O QUE FOI DITO
NO PARANÁ
''Não coloco número de celular, telefone, nada. Na minha família, ninguém usa banco pela internet para evitar qualquer problema. Tenho medo que possa acontecer alguma fraude. É mais seguro e mais tranquilo ir no banco do que usar a internet.''
Camila Valença, estudante em Londrina, ao responder qual tipo de cuidado toma ao acessar a internet.

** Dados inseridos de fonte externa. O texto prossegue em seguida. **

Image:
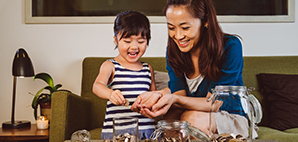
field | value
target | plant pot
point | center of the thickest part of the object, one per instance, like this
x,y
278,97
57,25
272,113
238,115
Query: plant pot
x,y
45,110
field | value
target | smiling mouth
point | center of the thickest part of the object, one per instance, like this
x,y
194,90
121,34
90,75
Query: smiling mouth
x,y
183,43
133,54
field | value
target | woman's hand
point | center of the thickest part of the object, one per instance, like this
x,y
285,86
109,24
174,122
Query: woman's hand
x,y
117,98
161,107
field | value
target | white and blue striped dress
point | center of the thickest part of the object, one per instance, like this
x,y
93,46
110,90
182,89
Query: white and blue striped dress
x,y
131,84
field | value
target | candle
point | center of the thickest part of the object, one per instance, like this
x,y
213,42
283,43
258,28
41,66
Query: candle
x,y
42,122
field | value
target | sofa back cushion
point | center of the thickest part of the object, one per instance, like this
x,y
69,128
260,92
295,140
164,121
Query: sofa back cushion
x,y
266,64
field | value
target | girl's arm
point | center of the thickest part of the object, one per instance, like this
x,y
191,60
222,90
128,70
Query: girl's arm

''Nada tem futuro se você não der valor no seu passado. Tem coisas boas e coisas ruins. As ruins temos que esquecer e as boas comemorar. Temos que aprender com os tombos e se levantar. Nossa história é muito bonita, mas poderia ser melhor.''
Peter Silva, presidente do Londrina, Esporte Clube, ao falar da importância da inauguração do Marco Zero no piso térreo do Edifício Monções, onde em 5 de abril de 1956 o clube foi fundado.
''Não queremos transmitir insegurança, mas a população também não pode esperar ter a casa violada para tomar alguma providência. Ladrões são oportunistas e comodistas.''
Roberson Luiz Bondaruk, coronel da Polícia Militar em Curitiba, ao comentar a pesquisa da PM que apontou negligência da maior parte das pessoas que já tiveram casa ou empresa invadida por ladrões.
NO BRASIL
''A quebra de sigilo do caseiro é o maior crime desde 1964.''
Antero Paes de Barros, senador pelo PSDB-MT, ao afirmar que nem a ditadura militar instaurada no país em 1964 ousou tanto em vasculhar o sigilo bancário das pessoas se esquecendo que naquela época a imprensa estava censurada e não podia divulgar as várias atrocidades cometidas por agentes do governo.